可以将文章内容翻译成中文,广告屏蔽插件可能会导致该功能失效(如失效，请关闭广告屏蔽插件后再试):

问题:

I am currently dealing witha very small data set (20 observations, I know it's terrible). But I need to somehow forecast out the values. When I simply regress time on the dependent variable I am able to get a prediction, but when I add lagged or differenced variables it does not predict more than one year into the future. Is this due to having too few observations?

Here is my code for context. The two lines have have commented out result in a better fitting prediction for present data, but generate only one future prediction.

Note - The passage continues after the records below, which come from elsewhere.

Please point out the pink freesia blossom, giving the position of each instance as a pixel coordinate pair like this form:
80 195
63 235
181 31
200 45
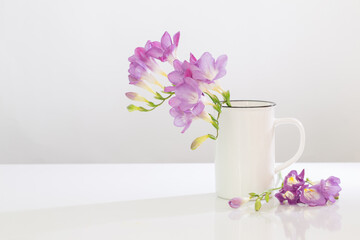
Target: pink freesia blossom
163 50
208 69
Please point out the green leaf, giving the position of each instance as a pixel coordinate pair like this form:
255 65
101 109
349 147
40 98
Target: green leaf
226 96
257 204
267 197
213 98
217 108
212 136
213 118
151 104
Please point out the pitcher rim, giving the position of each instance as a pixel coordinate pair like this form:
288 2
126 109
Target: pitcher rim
265 104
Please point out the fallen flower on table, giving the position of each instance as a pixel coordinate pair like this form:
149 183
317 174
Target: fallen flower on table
295 189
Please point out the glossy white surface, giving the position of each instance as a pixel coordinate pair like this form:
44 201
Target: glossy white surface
245 149
160 201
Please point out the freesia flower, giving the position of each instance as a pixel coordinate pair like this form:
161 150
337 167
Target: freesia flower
292 196
182 118
186 94
209 70
164 50
312 196
198 141
294 180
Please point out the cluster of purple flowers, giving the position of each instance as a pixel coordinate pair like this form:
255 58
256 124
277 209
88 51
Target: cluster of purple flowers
296 190
190 80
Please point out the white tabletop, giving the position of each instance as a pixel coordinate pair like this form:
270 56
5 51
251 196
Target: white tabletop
160 201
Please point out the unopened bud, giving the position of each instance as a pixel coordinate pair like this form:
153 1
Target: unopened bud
198 141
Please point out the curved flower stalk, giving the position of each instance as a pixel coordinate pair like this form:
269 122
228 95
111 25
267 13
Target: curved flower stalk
193 84
295 189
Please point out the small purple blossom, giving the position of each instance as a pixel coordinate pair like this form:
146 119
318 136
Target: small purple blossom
187 103
295 190
312 196
331 188
294 180
292 196
163 50
208 69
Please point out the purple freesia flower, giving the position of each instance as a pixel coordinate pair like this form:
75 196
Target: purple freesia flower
295 190
182 118
294 180
164 50
331 188
208 69
187 103
176 77
312 196
142 59
292 196
290 191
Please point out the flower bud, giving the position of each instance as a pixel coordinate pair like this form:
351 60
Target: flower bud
198 141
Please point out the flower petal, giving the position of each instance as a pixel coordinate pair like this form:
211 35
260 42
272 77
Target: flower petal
166 40
176 38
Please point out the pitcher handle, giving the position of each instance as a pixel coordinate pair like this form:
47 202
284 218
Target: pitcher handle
293 121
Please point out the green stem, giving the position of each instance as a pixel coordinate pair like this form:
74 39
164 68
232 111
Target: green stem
162 101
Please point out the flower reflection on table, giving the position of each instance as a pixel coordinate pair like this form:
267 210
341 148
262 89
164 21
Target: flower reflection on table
297 220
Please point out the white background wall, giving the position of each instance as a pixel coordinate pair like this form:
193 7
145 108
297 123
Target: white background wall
63 75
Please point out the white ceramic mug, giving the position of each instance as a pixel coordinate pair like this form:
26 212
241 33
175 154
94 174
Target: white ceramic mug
245 150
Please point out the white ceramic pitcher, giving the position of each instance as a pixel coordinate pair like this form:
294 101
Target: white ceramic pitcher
245 150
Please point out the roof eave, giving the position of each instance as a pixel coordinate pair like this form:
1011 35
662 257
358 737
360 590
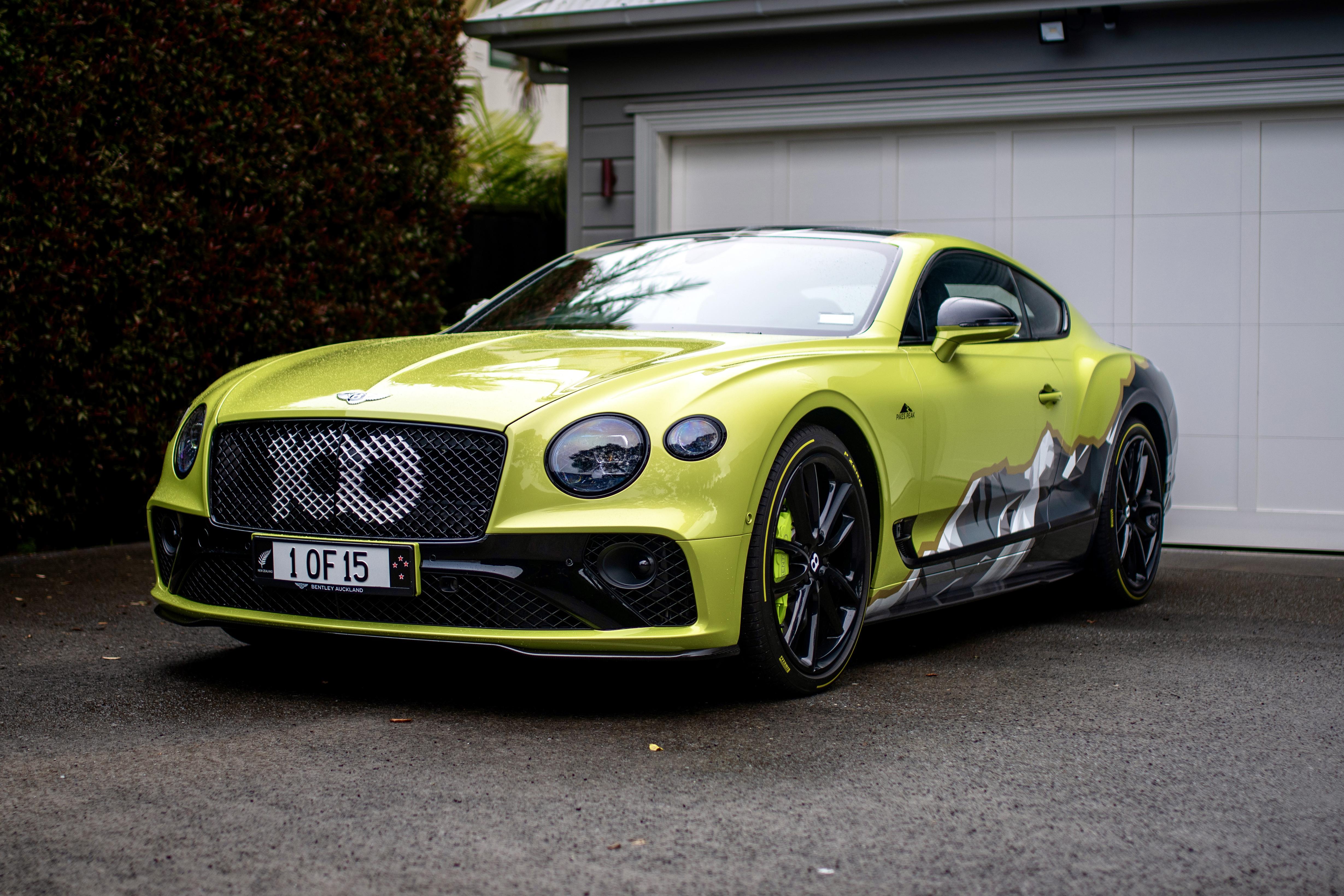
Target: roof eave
734 18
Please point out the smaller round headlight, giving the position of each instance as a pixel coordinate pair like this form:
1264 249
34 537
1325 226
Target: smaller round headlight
189 442
696 439
597 456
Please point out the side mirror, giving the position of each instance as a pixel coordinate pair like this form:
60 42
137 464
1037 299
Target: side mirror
963 322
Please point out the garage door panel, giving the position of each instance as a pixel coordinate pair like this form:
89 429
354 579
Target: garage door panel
1303 166
1300 475
1074 256
1187 269
945 178
1183 170
1299 284
1064 172
834 182
1202 365
1206 476
1302 371
728 184
1178 234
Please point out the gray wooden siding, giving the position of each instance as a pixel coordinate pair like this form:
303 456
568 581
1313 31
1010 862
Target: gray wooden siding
607 132
1148 42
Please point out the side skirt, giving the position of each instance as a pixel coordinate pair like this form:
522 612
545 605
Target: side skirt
1049 558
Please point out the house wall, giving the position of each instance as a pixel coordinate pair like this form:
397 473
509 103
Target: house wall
1148 42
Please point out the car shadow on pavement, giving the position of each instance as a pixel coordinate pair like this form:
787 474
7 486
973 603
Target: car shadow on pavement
464 678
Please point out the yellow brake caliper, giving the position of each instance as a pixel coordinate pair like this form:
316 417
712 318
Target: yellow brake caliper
783 531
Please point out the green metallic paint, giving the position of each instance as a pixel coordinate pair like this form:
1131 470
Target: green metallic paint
532 385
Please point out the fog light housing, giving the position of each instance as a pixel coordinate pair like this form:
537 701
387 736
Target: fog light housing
627 566
167 539
696 439
189 442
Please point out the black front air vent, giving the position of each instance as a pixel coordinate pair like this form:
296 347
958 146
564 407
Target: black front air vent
355 479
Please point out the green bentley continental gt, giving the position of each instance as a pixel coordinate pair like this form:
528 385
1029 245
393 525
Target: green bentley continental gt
746 442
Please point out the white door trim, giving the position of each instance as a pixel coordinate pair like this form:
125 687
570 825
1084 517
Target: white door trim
658 123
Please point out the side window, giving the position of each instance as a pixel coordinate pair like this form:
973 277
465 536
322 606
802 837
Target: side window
964 275
1045 312
913 331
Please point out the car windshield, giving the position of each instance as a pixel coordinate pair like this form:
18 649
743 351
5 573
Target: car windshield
740 284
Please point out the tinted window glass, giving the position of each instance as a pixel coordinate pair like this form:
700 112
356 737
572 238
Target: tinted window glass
963 275
816 287
1043 310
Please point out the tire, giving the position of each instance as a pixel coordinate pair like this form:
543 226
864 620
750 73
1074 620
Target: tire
808 568
1128 545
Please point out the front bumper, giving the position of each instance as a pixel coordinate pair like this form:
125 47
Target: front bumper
534 562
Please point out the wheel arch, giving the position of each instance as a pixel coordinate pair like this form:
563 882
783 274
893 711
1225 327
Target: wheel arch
865 461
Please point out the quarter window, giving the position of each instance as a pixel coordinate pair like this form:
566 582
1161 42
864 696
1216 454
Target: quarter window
1045 312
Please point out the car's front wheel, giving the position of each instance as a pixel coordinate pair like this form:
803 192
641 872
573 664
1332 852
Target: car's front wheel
807 580
1129 534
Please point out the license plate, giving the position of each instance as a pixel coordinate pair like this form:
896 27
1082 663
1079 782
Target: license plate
335 568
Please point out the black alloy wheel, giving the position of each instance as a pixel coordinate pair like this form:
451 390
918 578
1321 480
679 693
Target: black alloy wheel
807 584
1129 534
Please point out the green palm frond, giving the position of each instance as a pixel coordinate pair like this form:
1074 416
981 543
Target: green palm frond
500 166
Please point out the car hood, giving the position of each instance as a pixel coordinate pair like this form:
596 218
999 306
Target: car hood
474 379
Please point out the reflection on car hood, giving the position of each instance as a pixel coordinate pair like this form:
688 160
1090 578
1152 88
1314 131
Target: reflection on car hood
475 379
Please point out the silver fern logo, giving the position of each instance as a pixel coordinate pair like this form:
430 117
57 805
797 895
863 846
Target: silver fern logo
359 397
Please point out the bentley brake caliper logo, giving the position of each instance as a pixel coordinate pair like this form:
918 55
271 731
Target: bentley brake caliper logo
359 397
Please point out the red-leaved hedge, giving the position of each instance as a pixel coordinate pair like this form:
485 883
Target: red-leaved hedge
187 186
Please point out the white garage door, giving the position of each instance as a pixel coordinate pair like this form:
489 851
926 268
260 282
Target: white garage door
1210 244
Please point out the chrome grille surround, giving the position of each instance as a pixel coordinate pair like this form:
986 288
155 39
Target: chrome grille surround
355 479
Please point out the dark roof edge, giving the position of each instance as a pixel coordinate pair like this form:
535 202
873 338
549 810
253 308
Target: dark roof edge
741 18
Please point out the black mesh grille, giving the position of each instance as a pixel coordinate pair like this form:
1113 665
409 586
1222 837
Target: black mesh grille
355 479
671 600
478 602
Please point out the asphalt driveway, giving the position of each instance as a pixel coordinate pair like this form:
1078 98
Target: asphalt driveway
1027 745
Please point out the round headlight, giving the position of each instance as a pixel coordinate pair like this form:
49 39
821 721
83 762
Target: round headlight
597 456
696 439
189 442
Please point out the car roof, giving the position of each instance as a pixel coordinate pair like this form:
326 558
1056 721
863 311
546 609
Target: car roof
874 234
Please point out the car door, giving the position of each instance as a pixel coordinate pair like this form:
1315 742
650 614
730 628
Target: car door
990 449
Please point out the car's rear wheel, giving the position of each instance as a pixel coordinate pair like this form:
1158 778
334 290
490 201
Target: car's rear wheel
1128 545
807 581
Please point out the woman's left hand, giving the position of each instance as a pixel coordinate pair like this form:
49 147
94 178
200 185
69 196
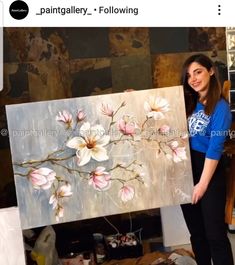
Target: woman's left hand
198 192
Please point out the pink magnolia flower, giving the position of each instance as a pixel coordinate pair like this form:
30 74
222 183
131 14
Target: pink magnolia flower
164 129
126 193
106 110
61 192
100 179
65 117
178 153
42 178
156 107
90 144
126 125
81 115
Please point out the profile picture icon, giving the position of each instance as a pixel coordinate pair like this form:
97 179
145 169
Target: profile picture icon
18 9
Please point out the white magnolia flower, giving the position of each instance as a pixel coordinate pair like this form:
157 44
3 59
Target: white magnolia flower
126 193
90 144
42 178
156 107
106 110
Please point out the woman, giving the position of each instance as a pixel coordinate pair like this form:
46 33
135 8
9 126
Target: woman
209 120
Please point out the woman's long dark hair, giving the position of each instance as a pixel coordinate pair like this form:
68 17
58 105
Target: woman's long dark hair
214 91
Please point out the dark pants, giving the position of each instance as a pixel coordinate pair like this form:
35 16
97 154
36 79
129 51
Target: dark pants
205 220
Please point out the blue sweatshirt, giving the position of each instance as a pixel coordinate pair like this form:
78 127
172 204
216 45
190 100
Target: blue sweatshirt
208 132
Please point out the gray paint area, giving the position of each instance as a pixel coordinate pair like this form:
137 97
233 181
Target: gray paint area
132 154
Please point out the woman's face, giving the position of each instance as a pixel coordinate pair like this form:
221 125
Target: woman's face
199 78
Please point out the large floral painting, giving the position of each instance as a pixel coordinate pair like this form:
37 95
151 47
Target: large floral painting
99 155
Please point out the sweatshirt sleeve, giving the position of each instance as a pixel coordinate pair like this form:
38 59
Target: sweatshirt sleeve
220 125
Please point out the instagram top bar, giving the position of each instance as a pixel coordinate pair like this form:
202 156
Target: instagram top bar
112 13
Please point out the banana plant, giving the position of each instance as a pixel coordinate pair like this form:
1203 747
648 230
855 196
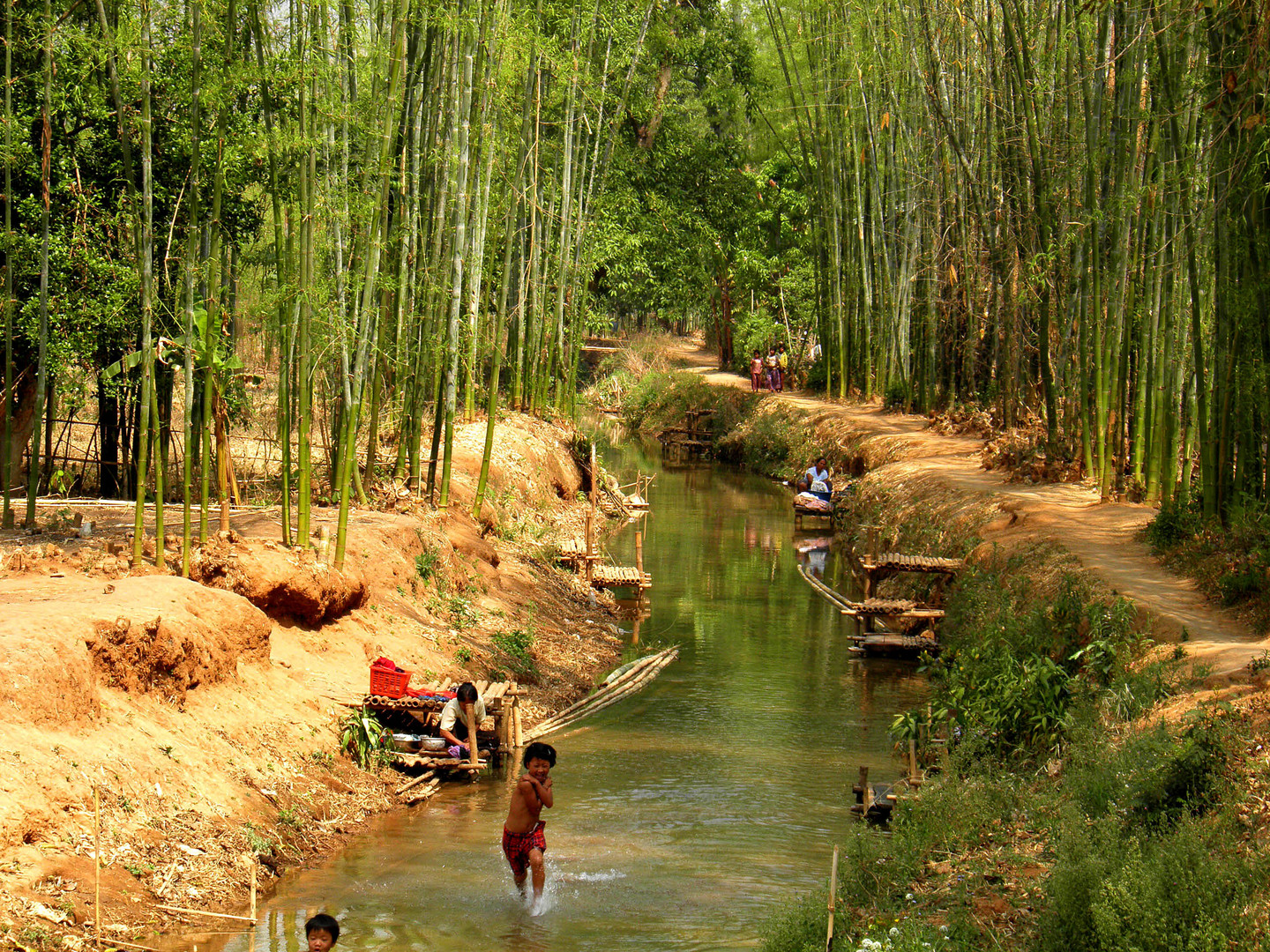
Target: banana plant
224 366
363 738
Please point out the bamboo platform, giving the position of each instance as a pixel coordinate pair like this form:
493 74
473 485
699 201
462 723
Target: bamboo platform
877 566
802 510
415 715
612 576
897 562
689 439
895 612
432 762
889 643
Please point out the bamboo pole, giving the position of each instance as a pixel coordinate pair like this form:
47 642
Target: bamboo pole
97 867
199 911
631 672
415 782
833 894
473 749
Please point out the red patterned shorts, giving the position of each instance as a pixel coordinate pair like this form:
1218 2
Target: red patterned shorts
517 845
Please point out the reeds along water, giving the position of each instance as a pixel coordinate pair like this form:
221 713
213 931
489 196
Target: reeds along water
686 811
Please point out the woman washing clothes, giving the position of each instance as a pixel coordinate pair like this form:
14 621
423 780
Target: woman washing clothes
814 489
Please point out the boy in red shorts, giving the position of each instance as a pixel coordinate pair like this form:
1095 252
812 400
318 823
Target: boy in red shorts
524 841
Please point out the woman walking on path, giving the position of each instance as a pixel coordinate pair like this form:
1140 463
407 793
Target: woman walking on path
756 372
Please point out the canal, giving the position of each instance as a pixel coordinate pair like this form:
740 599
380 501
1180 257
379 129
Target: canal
684 818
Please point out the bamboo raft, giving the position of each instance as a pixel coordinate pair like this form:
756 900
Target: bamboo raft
889 643
875 801
583 555
626 681
802 510
690 439
895 612
417 715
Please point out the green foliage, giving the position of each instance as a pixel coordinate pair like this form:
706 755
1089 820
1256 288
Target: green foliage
259 844
461 612
37 937
291 818
1229 562
755 331
363 738
898 395
516 648
661 398
427 564
773 441
1009 674
1181 890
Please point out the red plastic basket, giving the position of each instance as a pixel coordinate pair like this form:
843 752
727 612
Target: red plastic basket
387 683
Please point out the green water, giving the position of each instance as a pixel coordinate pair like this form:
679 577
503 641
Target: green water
684 818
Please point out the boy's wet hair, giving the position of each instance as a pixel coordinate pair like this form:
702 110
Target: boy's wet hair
323 923
537 749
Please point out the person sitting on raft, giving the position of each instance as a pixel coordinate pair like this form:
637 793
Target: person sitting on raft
453 718
816 481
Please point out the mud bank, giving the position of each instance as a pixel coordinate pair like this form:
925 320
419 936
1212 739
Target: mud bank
1053 813
205 711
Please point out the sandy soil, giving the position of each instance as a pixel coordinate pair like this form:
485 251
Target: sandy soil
1102 534
205 710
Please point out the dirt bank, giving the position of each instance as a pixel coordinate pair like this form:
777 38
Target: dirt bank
900 450
205 710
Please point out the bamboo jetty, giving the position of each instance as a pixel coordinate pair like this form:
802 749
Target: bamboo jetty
623 683
909 625
689 441
583 554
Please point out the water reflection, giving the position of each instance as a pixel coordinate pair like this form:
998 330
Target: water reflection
684 815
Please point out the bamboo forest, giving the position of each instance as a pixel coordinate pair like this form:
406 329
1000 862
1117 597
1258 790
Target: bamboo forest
1050 210
842 428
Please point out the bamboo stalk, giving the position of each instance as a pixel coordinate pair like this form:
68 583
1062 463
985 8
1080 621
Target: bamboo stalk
833 896
201 911
97 867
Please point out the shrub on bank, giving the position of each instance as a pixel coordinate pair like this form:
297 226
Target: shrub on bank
661 398
1059 820
773 439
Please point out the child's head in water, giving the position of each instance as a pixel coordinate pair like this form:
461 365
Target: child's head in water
322 932
544 755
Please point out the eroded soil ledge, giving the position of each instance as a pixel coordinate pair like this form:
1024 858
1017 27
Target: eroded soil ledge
205 709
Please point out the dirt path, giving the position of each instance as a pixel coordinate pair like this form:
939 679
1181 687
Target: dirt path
1102 534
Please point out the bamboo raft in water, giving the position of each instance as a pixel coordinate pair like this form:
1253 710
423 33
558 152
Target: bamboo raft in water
628 682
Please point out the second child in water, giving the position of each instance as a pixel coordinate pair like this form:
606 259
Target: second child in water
524 839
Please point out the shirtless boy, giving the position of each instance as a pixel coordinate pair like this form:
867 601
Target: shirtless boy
524 841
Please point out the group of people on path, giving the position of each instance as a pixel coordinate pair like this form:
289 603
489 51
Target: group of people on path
768 372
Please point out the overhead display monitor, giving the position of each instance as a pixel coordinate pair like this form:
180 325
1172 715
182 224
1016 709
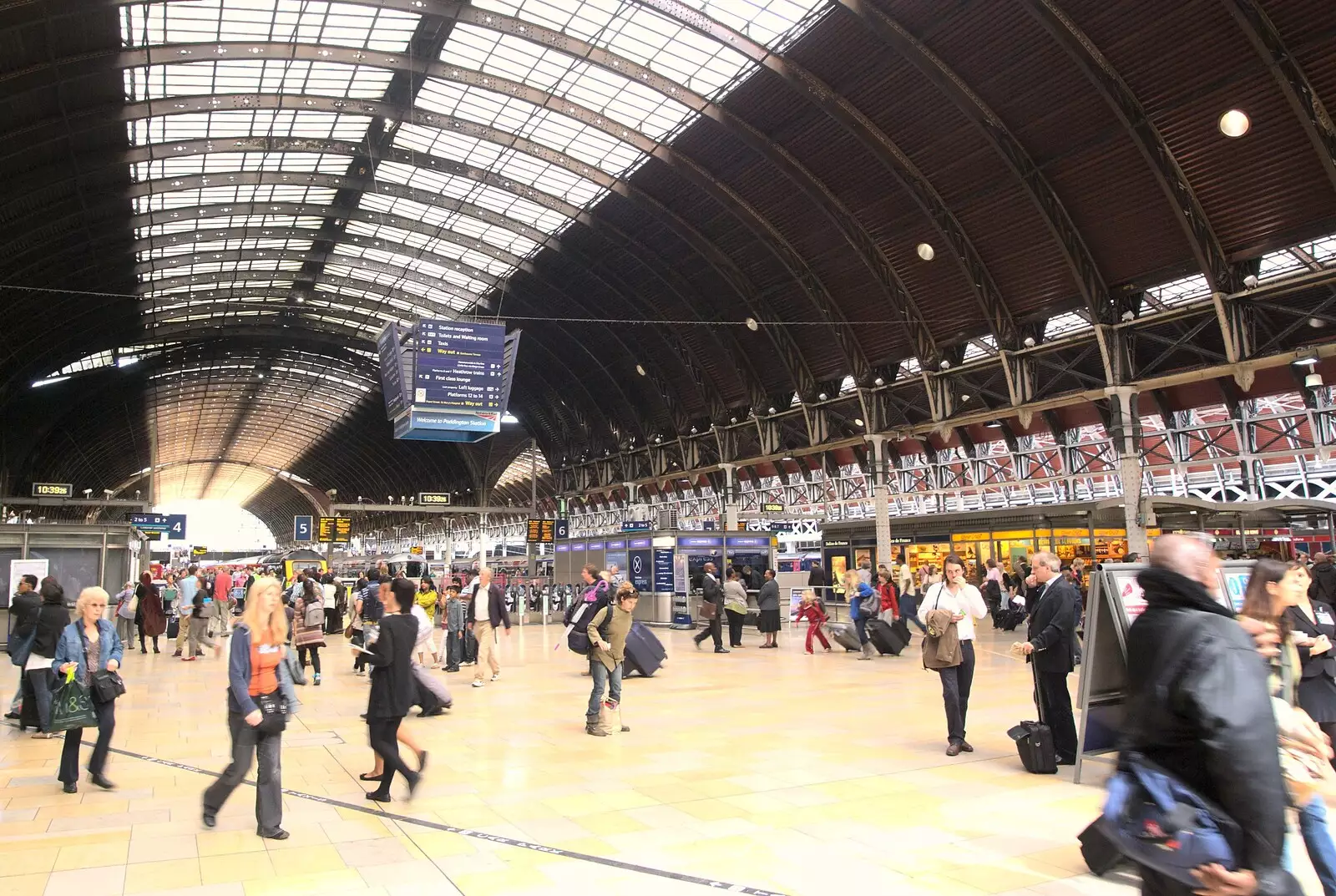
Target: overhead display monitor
337 530
541 532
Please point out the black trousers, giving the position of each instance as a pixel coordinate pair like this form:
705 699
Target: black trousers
98 762
735 628
1055 708
955 692
714 630
266 749
385 742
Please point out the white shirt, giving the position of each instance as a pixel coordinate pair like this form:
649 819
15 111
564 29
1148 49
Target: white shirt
968 600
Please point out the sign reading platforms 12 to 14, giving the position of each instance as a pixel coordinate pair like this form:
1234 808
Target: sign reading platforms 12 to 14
460 365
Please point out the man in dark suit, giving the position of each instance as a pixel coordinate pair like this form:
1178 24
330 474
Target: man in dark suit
712 593
1052 649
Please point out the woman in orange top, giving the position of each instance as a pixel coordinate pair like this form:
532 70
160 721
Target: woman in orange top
256 709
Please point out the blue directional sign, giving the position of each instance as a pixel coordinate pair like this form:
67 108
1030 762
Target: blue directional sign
392 370
460 365
150 523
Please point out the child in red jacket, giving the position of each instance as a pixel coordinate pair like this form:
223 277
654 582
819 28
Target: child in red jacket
808 610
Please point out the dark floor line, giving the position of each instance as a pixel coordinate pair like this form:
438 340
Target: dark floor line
478 835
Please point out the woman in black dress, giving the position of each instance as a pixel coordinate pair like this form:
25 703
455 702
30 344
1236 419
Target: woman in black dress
1313 624
393 686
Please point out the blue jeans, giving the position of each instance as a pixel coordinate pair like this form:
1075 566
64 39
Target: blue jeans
1318 840
603 679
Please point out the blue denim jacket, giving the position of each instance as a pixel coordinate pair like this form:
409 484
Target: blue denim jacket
238 676
70 648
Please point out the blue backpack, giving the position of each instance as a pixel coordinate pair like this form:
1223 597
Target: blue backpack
1159 822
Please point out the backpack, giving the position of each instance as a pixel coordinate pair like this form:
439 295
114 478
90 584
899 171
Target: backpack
579 637
372 606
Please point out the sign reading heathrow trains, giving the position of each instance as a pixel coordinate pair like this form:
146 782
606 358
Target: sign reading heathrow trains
458 363
334 530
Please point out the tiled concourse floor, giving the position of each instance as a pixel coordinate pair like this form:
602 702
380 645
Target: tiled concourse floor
765 769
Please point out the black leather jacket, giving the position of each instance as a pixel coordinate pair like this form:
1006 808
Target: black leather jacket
1197 704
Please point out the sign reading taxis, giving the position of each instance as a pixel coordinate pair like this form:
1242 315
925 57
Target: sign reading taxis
337 530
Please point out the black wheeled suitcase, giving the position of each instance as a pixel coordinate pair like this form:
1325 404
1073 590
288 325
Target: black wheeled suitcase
888 637
1035 742
645 652
845 635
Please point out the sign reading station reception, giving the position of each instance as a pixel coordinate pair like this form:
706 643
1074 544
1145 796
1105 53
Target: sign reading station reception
460 381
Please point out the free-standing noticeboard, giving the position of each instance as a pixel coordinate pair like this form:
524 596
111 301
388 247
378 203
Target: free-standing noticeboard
1113 605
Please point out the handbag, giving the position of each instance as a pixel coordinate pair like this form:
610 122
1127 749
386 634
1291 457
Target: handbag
71 706
294 668
107 686
274 711
1159 822
20 650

use "scrappage.dta", clear

drop if year == 1993

tsappend, add(12)

tsset year, y

reg scrappagerate year

*reg scrappagerate year l.scrappagerate l2.scrappagerate

*reg scrappagerate year d.scrappagerate d2.scrappagerate

predict p

predict yp if year>year(2013)

tsline yp p scrappagerate

Sorry if this is a stupid question, this is my first time using Stata to predict values.

回答1:

Take a look here for a solution and explanation. Essentially, you can use arima to estimate a model without AR or MA components (which should be equivalent to OLS with reg) and create the dynamic/recursive forecast:

arima y L(1/2).y, hessian
predict y_dynhat, dyn(tm(2011m2)))

Just replace 2011m2 with whatever the actual last monthly date where you observe y. The hessian option will force the standard errors to match OLS more closely.

You might consider posting your data on the stats site to see if folks have better modeling advice that OLS.

回答2:

Here's your problem:

The reason you're obtaining only one prediction has nothing to do with the predict function, but the nature of your data. Let's say you have N observations. In your case, you used tsappend, add(12), making it so you have N+12 observations. And your l1.y lagged variable will carry down to the N+1th row.

Stata's predict function will predict on all non-missing data, where there are available predictors. Therefore, since your independent variable, l1.y is populated in the N + 1 row, Stata will predict that observation. (Similarly, predict won't predict the 1st observation, since the your lagged predictor will be missing.)

Here's your solution:

In order to get dynamic prediction using OLS regression in Stata, you need to feed this N+1th prediction into an X matrix and use the regression coefficient matrix to predict the N+2 observation. You then iterate.

* Example of how to do dynamic prediction using OLS regression and lagged variables
clear
set obs 12
gen time = _n
gen y = rnormal(100,100)

tsset time
tsappend, add(12)
gen y_lag1 = l1.y

* Establish the regression relationship and save the coefficients
regress y y_lag1
matrix a = r(table)'
matrix beta = a[1..2,1]

* Predict the N+1 value (notice you have y_lag1 in the 13th row)
predict yhat

* Predict the next values
local lag = 1
forval i = 14/24 {
    local last_y = yhat[`i'-`lag']
    matrix xinput = [`last_y',1]
    * Estimate the next sales
    matrix next_y = xinput*beta
    replace yhat = next_y[1,1] in `i'
}

Comparing this to using the ARIMA model (as per Dimitriy V. Masterov's comment), and you get nearly identical results.